The choice of control strategy of a Left Ventricle Assist Device in heart recovery is an open problem. It affects circulatory parameters, myocardial perfusion and energetic variabies, directly related to oxygen consumption in both ventricles. The experiments were performed by a computer controlled closed loop mock circulatory system, in known and constant pathological condition, connected to a pneumatic LVAD. The assistance was realized by changing artificial left ventricular systole duration and its relation to the QRS complex of ECG signal. The data were analysed as a function of haemodynamic parameters as well as energetic variabies (external work EW, oxygen consumption V0(2), cardiac mechanical efficiency CME). The results have shown: 1) assistance effect, besides driving pressure of the artificial ventricle, depends on its systole beginning and duration and on the value of peripheral resistance; 2) left heart assistance influences right ventricular parameters in limited way; it increases right atrial pressure and decreases arterial pulmonary pressure and oxygen consumption.

PL

Wybór strategii sterowania urządzenia wspomagającego LVAD dla poprawy kondycji niewydolnego serca jest problemem otwartym. Proces wspomagania oddziaływuje na parametry cyrkulacji, perfuzję mięśnia sercowego i parametry energetyczne związane bezpośrednio ze zużyciem tlenu przez obie komory serca. Opisane w niniejszej pracy eksperymenty przeprowadzono na sterowanym komputerowo fizycznym modelu układu krążenia, na którym zamodelowano stany patologiczne, poddane następnie wspomaganiu kontrpulsacyjnemu za pomocą urządzenia LVAD. W procesie wspomagania zmieniano czas trwania fazy skurczu sztucznej lewej komory urządzenia LVAD poprzez zmianę opóźnienia końca fazy skurczu tej komory względem zespołu QRS przebiegu EKG "sztucznego pacjenta". Opóźnienie początku fazy skurczu sztucznej komory pozostawało nie zmienione.
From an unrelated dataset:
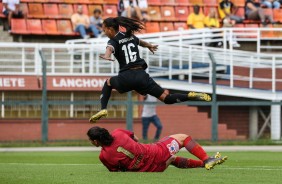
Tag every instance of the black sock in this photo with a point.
(175, 98)
(105, 96)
Uzyskane wyniki analizowano na gruncie hemodynamicznym (ciśnienia, przepływy) i energetycznym (praca zewnętrzna EW, zużycie tlenu V0(2), współczynnik wydajności mechanicznej serca CME). Stwierdzono: 1) na efektywność wspomagania, oprócz ciśnienia sterującego pracą sztucznej komory, wpływa czas trwania jej fazy skurczu i czas opóźnienia względem zespołu QRS oraz wielkość oporności peryferyjnej; 2) wspomaganie lewej komory wywiera ograniczony wpływ na prawe serce, co się objawia niewielkim wzrostem ciśnienia w prawym przedsionku i pewnym spadkiem ciśnienia arterialnego płucnego oraz zużycia tlenu.